The pictures don’t show it but this was around mid-day and the temperature on the Dubai Creek was hitting the high 30s.
There was a slight breeze on the Creek though and the beautiful colours of this traditional sailing craft were soothing too.
Plenty of interesting decorative detail to customise the boat and everywhere you looked there were fascinating shapes to see.
Only a short taxi ride away in a sleek Lexus was the glittering mecca of conspicuous wealth – the Mall of the Emirates. And overhead, huge jets were swooping in to the ever expanding international airport that is serving the development of the United Arab Emirates so well. But here on the creek, traditional craft like the one above ply a more traditional trade as they sail back and forth across the Persian Gulf between Dubai and Iran.
Here’s a crew member putting aside the commercial, maritime imperative and instead answering the traditional call to prayer.
“Strike a pose” sang Madonna in her hit single – ‘Vogue’.
Not sure she had the souk in Dubai in mind at the time. Everywhere you turn, Arabic men of all ages seem to be doing just this.

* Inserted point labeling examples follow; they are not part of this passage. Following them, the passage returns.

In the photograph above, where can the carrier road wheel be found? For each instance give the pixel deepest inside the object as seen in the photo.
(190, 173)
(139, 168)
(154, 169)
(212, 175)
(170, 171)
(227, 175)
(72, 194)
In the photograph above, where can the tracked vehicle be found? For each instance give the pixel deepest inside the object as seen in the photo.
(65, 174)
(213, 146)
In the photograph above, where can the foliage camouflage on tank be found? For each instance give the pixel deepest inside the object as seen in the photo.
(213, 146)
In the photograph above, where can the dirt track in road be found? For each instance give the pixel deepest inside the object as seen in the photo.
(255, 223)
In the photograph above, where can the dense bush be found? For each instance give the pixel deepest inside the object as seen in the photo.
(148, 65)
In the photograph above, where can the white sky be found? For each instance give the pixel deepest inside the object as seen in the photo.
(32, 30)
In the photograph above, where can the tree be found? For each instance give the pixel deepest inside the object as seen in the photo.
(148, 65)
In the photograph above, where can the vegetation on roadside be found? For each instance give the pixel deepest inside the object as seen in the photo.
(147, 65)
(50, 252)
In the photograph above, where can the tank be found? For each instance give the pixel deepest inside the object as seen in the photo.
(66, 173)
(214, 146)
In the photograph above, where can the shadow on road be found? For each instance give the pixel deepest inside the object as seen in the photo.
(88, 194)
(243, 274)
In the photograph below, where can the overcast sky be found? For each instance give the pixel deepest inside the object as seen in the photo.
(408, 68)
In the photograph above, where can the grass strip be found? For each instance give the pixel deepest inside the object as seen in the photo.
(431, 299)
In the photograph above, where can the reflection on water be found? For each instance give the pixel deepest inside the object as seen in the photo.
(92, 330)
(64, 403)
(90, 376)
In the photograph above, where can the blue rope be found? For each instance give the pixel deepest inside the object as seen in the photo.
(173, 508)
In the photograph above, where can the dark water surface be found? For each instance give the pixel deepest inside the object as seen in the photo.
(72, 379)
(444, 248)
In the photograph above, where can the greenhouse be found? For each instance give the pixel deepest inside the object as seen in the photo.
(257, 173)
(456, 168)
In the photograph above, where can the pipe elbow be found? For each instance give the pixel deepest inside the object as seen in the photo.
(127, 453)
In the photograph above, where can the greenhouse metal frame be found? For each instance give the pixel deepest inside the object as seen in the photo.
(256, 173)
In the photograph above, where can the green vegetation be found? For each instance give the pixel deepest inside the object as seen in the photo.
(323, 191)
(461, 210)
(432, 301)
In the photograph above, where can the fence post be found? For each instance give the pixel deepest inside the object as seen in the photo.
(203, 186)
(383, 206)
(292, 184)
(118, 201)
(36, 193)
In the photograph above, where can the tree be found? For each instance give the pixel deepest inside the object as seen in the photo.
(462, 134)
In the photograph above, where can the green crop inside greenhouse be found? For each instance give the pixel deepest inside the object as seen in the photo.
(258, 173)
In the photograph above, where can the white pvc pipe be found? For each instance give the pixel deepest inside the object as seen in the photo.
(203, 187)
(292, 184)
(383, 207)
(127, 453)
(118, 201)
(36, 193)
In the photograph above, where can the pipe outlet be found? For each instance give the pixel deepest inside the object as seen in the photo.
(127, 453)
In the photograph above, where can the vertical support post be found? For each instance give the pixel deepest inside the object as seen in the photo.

The gentlemen above are clad in western dress, but you’re just as likely to see them voguing in the traditional dish dash .
Perhaps it’s the searing mid day heat, or maybe he’s just camera shy, either way, this is an interesting pose.
I’d flown out in Business Class with Emirates from Manchester to Dubai, but I don’t remember any of the sophisticated cabin crew striking poses half as well as these gentlemen of the souk.
Kind of disconcerting to find yourself in the Middle East and to experience deja vu. Been a few years since I was in Los Angeles, but waking up and taking a look out from my balcony in Dubai, I could have sworn I was looking out at the L.A. skyline. What do you think? That sonic screwdriver of a skyscraper on the left is the world’s tallest building – the Burj Khalifa – by the way.